He turned to a particular page, and read out “Lord, take my heart…”

And I recited the following four poems:

 

“Lord, take my heart to be Your pleasure,

Lord, take my love to be Your treasure.

Lord, let my life be claimed

Entirely by You, only by You.”

 

“For three reasons God loves me:

I have given up my animal pride,

I have forgotten my human ignorance,

I treasure my life divine.”

 

“Fulfilment is man’s choice,

For fulfilment is man’s voice.

In fulfilment is earth’s noise.

 

Vision is God’s choice,

For vision is God’s Voice.

In Vision is Heaven’s Noise.”

 

“Death is hunger,

I am anger.

Life is query,

I am weary.

God is choice,

Man is voice.

Truth is soul,

Love is Goal.”

They were speechless!  They knew that I wasn’t lying, and, more importantly, that I considered these poems to be significant and valuable enough that I would dedicate six months of my life to learning them all.
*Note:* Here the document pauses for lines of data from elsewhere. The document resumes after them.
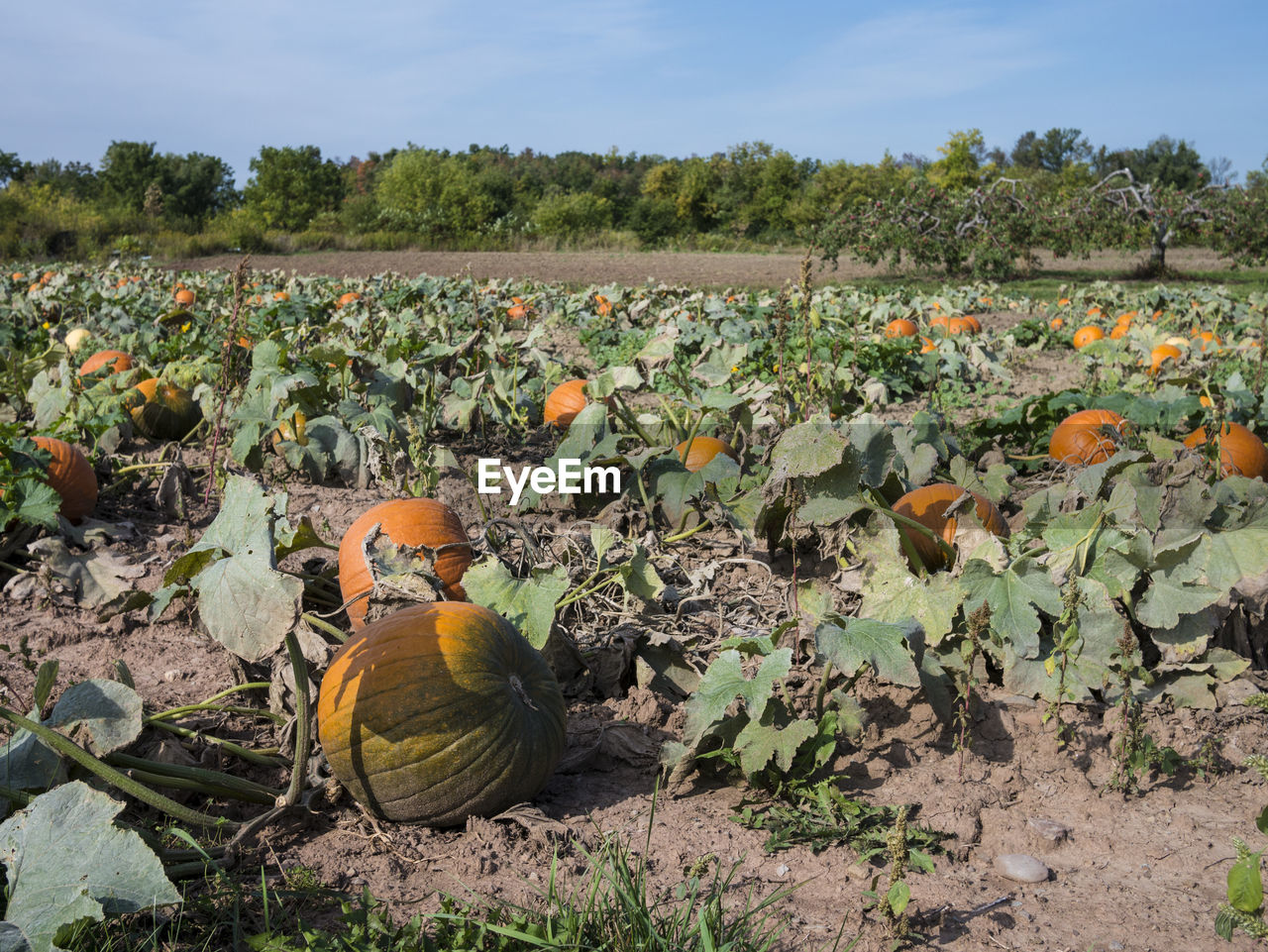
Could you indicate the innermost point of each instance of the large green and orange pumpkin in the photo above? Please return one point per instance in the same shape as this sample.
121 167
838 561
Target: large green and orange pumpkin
162 411
404 522
71 476
438 712
929 506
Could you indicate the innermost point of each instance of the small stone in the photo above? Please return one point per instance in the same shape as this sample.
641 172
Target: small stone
1049 829
1021 867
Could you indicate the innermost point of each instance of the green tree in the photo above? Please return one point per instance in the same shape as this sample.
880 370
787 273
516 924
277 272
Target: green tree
290 185
960 166
1053 151
435 194
1164 161
10 166
197 186
572 216
127 171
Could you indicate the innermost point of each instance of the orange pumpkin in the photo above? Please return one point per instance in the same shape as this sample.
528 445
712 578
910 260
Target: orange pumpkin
1241 453
438 712
928 506
701 452
404 522
1086 335
1087 438
117 361
1162 354
70 475
565 402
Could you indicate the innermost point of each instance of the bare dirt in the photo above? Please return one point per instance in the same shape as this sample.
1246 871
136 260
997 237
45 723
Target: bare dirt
584 267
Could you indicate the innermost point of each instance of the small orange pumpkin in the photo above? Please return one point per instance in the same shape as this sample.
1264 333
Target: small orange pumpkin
404 522
565 402
1086 335
701 452
1241 453
117 361
71 476
928 506
1087 438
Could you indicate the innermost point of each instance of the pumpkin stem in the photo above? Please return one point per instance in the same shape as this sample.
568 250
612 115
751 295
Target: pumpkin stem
517 688
303 740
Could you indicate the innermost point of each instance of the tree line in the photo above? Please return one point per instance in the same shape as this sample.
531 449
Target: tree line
751 193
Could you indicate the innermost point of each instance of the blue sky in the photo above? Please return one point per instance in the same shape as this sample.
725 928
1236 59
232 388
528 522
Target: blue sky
822 80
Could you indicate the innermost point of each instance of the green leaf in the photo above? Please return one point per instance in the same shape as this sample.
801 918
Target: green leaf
102 715
1015 596
851 643
893 593
525 602
806 450
33 502
724 683
761 740
246 605
898 897
62 873
1245 884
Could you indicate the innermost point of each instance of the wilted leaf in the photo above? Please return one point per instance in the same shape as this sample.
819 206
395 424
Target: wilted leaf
61 873
94 579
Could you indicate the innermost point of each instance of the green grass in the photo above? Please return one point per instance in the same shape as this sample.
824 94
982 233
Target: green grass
611 906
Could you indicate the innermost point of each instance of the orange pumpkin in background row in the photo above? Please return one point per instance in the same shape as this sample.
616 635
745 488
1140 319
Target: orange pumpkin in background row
117 361
71 476
1241 453
1086 335
565 402
701 452
404 522
1087 438
928 506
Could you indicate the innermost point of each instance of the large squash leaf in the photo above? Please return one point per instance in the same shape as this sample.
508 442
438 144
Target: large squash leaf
62 873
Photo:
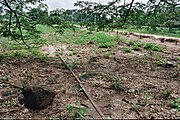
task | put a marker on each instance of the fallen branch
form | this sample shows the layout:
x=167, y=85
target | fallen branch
x=84, y=90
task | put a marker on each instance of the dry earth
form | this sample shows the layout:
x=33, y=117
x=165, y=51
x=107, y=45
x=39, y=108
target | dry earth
x=144, y=83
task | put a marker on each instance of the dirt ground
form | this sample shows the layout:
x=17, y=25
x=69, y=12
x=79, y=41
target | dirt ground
x=147, y=88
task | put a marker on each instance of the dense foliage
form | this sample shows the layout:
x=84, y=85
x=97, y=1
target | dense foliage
x=19, y=18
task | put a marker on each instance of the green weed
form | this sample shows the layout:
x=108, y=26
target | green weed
x=136, y=47
x=76, y=112
x=130, y=43
x=147, y=98
x=118, y=86
x=153, y=47
x=165, y=93
x=176, y=104
x=162, y=62
x=126, y=50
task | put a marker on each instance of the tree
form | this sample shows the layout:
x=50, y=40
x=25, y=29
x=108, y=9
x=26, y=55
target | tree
x=19, y=19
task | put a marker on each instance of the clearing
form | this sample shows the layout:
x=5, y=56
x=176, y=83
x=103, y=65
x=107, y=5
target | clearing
x=127, y=77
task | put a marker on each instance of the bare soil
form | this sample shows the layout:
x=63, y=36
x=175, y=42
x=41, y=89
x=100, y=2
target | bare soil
x=144, y=82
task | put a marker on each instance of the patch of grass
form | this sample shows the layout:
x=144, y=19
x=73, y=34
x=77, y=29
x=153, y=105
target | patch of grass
x=176, y=104
x=162, y=62
x=88, y=74
x=118, y=86
x=136, y=47
x=107, y=45
x=153, y=47
x=104, y=41
x=130, y=43
x=147, y=98
x=165, y=93
x=108, y=54
x=126, y=50
x=178, y=58
x=76, y=112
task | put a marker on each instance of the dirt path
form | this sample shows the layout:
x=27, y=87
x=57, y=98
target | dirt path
x=123, y=85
Eli told me that he thought these poems were extraordinary.  He then told me, a little shyly, that he tries to do the same thing with the Bible, committing Christ’s utterances to memory.  He told me that he and Zach are Christians.

I found that an interesting statement- he was so impressed with these poems that he consciously associated them with the sayings of Jesus.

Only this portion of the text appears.